All of lore.kernel.org
 help / color / mirror / Atom feed
From: Dan Williams <dan.j.williams@intel.com>
To: linux-mm@kvack.org
Cc: Andrew Morton <akpm@linux-foundation.org>,
	Michal Hocko <mhocko@suse.com>,
	David Hildenbrand <david@redhat.com>,
	Oscar Salvador <osalvador@suse.de>,
	linux-nvdimm@lists.01.org, linux-kernel@vger.kernel.org
Subject: [PATCH v3 3/6] mm: Teach pfn_to_online_page() about ZONE_DEVICE section collisions
Date: Tue, 12 Jan 2021 23:35:33 -0800	[thread overview]
Message-ID: <161052333339.1805594.262356571080399636.stgit@dwillia2-desk3.amr.corp.intel.com> (raw)
In-Reply-To: <161052331545.1805594.2356512831689786960.stgit@dwillia2-desk3.amr.corp.intel.com>

While pfn_to_online_page() is able to determine pfn_valid() at
subsection granularity it is not able to reliably determine if a given
pfn is also online if the section is mixes ZONE_{NORMAL,MOVABLE} with
ZONE_DEVICE. This means that pfn_to_online_page() may return invalid
@page objects. For example with a memory map like:

100000000-1fbffffff : System RAM
  142000000-143002e16 : Kernel code
  143200000-143713fff : Kernel rodata
  143800000-143b15b7f : Kernel data
  144227000-144ffffff : Kernel bss
1fc000000-2fbffffff : Persistent Memory (legacy)
  1fc000000-2fbffffff : namespace0.0

This command:

echo 0x1fc000000 > /sys/devices/system/memory/soft_offline_page

...succeeds when it should fail. When it succeeds it touches
an uninitialized page and may crash or cause other damage (see
dissolve_free_huge_page()).

While the memory map above is contrived via the memmap=ss!nn kernel
command line option, the collision happens in practice on shipping
platforms. The memory controller resources that decode spans of
physical address space are a limited resource. One technique
platform-firmware uses to conserve those resources is to share a decoder
across 2 devices to keep the address range contiguous. Unfortunately the
unit of operation of a decoder is 64MiB while the Linux section size is
128MiB. This results in situations where, without subsection hotplug
memory mappings with different lifetimes collide into one object that
can only express one lifetime.

Update move_pfn_range_to_zone() to flag (SECTION_TAINT_ZONE_DEVICE) a
section that mixes ZONE_DEVICE pfns with other online pfns. With
SECTION_TAINT_ZONE_DEVICE to delineate, pfn_to_online_page() can fall
back to a slow-path check for ZONE_DEVICE pfns in an online section. In
the fast path online_section() for a full ZONE_DEVICE section returns
false.

Because the collision case is rare, and for simplicity, the
SECTION_TAINT_ZONE_DEVICE flag is never cleared once set.
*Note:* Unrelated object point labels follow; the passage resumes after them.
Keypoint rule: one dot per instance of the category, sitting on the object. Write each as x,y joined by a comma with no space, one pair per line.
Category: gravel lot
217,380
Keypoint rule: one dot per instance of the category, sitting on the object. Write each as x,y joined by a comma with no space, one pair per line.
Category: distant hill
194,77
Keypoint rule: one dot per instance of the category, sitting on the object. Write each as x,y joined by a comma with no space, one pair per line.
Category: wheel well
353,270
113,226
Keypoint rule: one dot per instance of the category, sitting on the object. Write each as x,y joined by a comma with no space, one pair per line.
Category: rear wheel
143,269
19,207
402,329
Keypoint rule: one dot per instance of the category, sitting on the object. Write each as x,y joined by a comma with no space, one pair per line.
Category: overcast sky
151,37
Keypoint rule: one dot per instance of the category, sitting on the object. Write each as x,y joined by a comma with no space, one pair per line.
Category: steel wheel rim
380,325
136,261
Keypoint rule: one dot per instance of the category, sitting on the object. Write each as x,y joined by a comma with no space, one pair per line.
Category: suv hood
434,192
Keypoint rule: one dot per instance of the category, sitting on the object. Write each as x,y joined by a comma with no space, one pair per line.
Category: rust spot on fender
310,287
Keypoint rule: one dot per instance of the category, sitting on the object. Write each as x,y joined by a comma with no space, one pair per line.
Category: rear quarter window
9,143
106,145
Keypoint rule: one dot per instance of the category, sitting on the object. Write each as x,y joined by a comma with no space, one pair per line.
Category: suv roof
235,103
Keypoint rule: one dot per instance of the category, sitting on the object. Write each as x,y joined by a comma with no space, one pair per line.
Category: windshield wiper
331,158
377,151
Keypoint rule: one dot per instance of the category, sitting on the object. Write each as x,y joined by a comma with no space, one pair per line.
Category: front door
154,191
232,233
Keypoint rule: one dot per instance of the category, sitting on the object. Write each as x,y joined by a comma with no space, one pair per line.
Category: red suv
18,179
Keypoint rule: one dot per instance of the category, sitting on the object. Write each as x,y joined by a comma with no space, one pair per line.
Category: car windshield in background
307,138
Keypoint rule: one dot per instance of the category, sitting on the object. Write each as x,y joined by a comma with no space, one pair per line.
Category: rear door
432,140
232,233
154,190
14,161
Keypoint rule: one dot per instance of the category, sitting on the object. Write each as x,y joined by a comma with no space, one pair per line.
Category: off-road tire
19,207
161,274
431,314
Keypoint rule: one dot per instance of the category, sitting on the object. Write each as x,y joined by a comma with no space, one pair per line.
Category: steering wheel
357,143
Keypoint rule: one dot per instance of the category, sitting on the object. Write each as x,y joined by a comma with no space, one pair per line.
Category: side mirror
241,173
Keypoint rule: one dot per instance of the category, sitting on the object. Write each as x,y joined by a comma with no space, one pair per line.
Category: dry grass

Fixes: ba72b4c8cf60 ("mm/sparsemem: support sub-section hotplug")
Cc: Andrew Morton <akpm@linux-foundation.org>
Reported-by: Michal Hocko <mhocko@suse.com>
Reported-by: David Hildenbrand <david@redhat.com>
Reviewed-by: David Hildenbrand <david@redhat.com>
Reviewed-by: Oscar Salvador <osalvador@suse.de>
Signed-off-by: Dan Williams <dan.j.williams@intel.com>
---
 include/linux/mmzone.h |   22 +++++++++++++++-------
 mm/memory_hotplug.c    |   38 ++++++++++++++++++++++++++++++++++++++
 2 files changed, 53 insertions(+), 7 deletions(-)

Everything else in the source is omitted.